Um conto de trauma geracional, dor feminina e toxicidade, Mal Viver estreou em maio em Portugal. João Canijo desmonta sororidade e maternidade através de uma complexa lente de relações familiares, trabalho que lhe valeu um Lobo de Prata.

A longa começa e somos apresentados a um hotel no litoral, de paredes assentes em memórias perniciosas e dores latentes. Três gerações de mulheres, cada uma cega pelo seu próprio sofrimento, acidentalmente envenenando-se mutuamente, gerem-no.
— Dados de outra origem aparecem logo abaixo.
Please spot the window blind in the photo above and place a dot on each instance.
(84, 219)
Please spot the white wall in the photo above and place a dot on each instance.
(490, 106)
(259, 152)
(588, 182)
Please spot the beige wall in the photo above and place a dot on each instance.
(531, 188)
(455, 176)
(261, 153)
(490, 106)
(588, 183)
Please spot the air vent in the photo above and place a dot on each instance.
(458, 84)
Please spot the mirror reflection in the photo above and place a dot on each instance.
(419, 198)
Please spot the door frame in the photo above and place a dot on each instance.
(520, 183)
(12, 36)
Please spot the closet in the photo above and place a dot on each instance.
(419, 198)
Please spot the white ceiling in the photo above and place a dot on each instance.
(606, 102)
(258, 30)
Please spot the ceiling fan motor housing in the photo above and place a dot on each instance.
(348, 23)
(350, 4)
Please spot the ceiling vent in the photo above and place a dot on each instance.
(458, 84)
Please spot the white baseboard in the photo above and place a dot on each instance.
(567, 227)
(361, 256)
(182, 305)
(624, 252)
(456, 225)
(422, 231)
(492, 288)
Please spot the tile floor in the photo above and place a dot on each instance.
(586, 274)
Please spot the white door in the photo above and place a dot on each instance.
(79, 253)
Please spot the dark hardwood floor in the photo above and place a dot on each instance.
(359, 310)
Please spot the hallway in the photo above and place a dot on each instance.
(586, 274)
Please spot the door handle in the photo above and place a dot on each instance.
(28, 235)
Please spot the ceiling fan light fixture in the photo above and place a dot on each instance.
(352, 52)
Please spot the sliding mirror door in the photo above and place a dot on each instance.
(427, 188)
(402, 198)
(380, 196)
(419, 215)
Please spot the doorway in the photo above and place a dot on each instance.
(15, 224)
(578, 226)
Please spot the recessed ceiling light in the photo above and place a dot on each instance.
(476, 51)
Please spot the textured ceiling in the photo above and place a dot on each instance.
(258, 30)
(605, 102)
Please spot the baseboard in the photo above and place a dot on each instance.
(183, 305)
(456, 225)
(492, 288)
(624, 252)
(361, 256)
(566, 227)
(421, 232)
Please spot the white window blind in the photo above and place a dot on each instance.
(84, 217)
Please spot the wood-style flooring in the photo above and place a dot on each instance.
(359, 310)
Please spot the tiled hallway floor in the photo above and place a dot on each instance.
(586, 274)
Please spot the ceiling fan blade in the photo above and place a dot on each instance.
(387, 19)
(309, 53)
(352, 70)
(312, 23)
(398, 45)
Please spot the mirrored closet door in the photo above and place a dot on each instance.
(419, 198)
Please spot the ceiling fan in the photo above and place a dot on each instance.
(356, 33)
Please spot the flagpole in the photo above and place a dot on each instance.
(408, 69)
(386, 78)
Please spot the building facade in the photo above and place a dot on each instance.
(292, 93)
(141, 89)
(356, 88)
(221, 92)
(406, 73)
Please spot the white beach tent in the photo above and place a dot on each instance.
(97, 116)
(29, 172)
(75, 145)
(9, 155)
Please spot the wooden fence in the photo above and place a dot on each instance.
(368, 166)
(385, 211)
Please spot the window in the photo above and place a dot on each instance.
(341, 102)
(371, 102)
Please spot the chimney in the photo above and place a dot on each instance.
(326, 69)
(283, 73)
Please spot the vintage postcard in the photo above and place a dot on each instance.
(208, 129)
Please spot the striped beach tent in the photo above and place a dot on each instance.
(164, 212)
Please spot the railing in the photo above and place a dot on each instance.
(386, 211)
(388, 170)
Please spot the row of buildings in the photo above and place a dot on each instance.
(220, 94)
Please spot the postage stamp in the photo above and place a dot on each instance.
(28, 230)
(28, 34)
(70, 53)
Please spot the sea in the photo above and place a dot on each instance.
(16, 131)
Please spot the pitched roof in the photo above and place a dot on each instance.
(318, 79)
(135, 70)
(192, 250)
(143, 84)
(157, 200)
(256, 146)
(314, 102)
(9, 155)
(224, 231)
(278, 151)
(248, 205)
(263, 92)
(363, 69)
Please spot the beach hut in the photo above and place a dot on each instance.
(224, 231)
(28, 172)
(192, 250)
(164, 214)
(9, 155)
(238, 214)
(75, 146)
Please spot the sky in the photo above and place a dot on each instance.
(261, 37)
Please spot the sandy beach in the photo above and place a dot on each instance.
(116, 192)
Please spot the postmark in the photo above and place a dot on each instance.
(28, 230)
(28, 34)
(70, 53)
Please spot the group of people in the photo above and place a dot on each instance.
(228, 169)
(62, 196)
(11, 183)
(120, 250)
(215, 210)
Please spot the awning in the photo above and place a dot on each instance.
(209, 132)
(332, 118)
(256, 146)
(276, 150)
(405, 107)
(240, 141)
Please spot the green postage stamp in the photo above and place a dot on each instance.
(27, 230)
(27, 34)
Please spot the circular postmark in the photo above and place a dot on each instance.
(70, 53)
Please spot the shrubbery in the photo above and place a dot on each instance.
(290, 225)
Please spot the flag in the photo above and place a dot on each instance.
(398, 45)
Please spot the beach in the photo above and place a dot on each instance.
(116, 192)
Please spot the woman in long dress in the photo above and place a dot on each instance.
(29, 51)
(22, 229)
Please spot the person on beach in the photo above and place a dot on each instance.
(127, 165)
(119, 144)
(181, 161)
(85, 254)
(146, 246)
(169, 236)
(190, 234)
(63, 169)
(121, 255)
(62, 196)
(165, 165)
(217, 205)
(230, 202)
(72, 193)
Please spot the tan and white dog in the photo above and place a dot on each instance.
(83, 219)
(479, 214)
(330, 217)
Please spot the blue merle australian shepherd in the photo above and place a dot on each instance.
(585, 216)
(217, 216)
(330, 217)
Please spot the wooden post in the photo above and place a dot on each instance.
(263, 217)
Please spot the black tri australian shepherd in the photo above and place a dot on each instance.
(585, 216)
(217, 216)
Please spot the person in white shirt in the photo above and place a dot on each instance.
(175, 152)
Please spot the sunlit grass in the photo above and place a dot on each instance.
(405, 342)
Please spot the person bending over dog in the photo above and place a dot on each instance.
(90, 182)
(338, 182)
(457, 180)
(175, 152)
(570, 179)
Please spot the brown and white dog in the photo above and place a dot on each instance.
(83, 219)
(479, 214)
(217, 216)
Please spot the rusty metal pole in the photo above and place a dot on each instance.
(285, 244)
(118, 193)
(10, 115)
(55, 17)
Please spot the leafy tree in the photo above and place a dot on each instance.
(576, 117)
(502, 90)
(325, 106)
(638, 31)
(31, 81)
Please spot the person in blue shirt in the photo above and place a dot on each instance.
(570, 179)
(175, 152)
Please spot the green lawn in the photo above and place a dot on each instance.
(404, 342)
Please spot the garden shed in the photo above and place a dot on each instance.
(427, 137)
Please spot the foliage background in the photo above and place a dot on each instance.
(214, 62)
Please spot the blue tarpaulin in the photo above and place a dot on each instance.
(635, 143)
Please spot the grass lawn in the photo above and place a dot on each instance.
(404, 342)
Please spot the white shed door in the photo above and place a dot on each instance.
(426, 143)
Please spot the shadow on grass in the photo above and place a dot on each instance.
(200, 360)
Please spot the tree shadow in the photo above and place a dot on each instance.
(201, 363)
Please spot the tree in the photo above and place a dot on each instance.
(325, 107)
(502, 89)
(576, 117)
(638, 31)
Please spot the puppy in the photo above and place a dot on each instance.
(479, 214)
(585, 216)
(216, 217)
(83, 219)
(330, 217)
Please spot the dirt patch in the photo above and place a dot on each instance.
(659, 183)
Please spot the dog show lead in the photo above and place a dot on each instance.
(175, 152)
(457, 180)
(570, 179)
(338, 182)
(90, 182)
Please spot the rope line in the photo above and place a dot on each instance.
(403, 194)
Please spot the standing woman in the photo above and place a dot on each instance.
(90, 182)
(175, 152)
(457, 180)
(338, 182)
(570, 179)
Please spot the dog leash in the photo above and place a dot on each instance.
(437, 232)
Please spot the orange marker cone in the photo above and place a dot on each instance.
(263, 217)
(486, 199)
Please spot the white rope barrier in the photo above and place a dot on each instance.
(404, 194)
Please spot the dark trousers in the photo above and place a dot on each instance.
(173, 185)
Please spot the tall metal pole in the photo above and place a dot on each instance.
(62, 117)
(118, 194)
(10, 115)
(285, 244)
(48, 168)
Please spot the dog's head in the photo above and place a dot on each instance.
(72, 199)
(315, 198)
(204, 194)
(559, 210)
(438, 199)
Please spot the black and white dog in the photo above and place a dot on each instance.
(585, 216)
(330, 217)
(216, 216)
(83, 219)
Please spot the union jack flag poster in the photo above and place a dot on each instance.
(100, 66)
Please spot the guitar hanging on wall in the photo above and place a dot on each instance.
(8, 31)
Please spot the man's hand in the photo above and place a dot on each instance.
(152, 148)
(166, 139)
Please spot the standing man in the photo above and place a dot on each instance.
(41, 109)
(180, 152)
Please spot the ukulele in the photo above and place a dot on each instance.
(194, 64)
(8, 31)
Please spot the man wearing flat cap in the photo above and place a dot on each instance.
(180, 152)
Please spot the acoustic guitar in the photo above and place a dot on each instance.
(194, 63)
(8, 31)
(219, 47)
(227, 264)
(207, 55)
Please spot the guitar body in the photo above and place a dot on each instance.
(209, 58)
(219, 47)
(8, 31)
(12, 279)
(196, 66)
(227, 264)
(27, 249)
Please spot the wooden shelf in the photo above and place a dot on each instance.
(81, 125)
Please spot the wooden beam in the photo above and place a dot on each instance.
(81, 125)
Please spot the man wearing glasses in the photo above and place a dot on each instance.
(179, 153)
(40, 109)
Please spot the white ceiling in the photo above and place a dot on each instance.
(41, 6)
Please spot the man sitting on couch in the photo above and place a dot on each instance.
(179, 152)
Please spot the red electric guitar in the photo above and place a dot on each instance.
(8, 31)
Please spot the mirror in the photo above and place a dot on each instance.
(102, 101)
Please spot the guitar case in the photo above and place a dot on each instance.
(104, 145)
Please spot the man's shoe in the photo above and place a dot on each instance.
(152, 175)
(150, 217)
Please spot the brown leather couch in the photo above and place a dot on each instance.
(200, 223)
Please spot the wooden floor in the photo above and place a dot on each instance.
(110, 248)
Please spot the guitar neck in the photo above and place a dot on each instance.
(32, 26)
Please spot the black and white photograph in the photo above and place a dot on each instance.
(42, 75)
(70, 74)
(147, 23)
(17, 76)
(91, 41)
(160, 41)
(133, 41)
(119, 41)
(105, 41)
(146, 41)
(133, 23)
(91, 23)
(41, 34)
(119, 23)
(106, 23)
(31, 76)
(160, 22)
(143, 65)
É, porém, a chegada de Salomé (Madalena Almeida), a única neta da proprietária, que promete abalar este frágil ecossistema, tão estável quanto um castelo de cartas defronte de uma janela aberta.

No hotel, esta lida com uma mãe depressiva neurótica, Piedade (Anabela Moreira), uma tia presa a uma imaturidade perpétua, Raquel (Cleia Almeida), uma avó inconformada com a falta de ambição das filhas, Sara (Rita Blanco) e a sua sobrinha, Ângela (Vera Barreto), que se sente acorrentada aos dramas familiares. Lidando com a recente morte do pai e buscando senso na indiferença que sente pela parte da mãe, Salomé vê-se emaranhada numa rede de confusões que muito a antecedem, mas que, para sempre, a parecem perseguir.

É em Piedade, porém, que mais nos revemos. Esta vai-se arrastando e, apesar do seu humor quase estático, os seus gritos de desespero silenciosos ecoam dentro de nós, amplificados pelo ignorar das restantes personagens. Quando, finalmente, a vemos chorar e clamar o desconsolo da sensação de ser incapaz de amar, o coração aperta, queremos estender-lhe a mão. Há, efetivamente, uma mão que se ergue perante si, mas não é para a ajudar a levantar.

A ironia da cadela chamada Alma que Piedade passa o filme a procurar, representa esse mesmo desalento. Esta parece ser uma caricatura do cerne da dona, que percorre, desorientada, os corredores daquele local vezes sem conta, questionando todos sobre o paradeiro de “Alminha”, tentando protegê-la de tudo e vendo nela tudo o que de mais precioso tem. Mais do que isso, todavia, o hotel claustrofóbico ergue-se como uma prisão para as doridas almas daquelas mulheres que parecem condenadas a habitar, de forma mais ou menos literal, entre as suas paredes.

João Canijo, tal como já habituou com os seus trabalhos anteriores, deleita-nos com diálogos de uma naturalidade muito própria. Mesmo na mais aparentemente trivial das conversas, acabamos por nos perder no quão cruas e reais soam as personagens. O humor que introduz na longa-metragem, por vezes algo amargo, vai ainda distraindo-nos, mesmo que apenas brevemente, dos dilemas das protagonistas, ainda que muitas vezes o riso do espectador se veja seguido de uma certa culpa pelo quão insensível parece ao sofrimento alheio.

Tal como o outro filme que serve de seu complemento, Viver Mal, o cineasta define o tema da obra como “a ansiedade de ser mãe”. Como um cordão umbilical que nunca se chega a cortar, as relações mãe-filha retratadas mostram uma herança de veneno através de um passar de angústia crescente, de geração em geração. Mãe que magoa filha que procede a magoar a sua também, numa batalha constante de tentar perceber como amar sem nunca lhes ser ensinado.

A temática da saúde mental traz ainda um novo trago interessante ao variado perfil gustativo de Mal Viver. Piedade encontra-se perdida numa bruma de confusão sentimental, incompreendida e fragilizada, sendo diagnosticada de mil maneiras diferentes pelas outras personagens que a veem como louca.

Digno de menção honrosa é, ademais, o desempenho do elenco, quase exclusivamente composto por mulheres, que dá vida a esta história. Anabela Moreira e Rita Blanco, em particular, destacam-se com momento após momento de interpretações estrondosas que asseguram abalar quem assiste.

Típico de cinema europeu, Mal Viver tem um ritmo lento e embalador. O espectador deve, contudo, estar grato por este, pois permite que se observe e absorva a beleza de cada cena que parece minuciosamente desenhada por Leonor Teles. Causador de uma ansiedade intensa e um arrepiar que se mantém mesmo após sair da sala de cinema, Mal Viver marca por mais uma revelação do potencial da sétima arte em Portugal.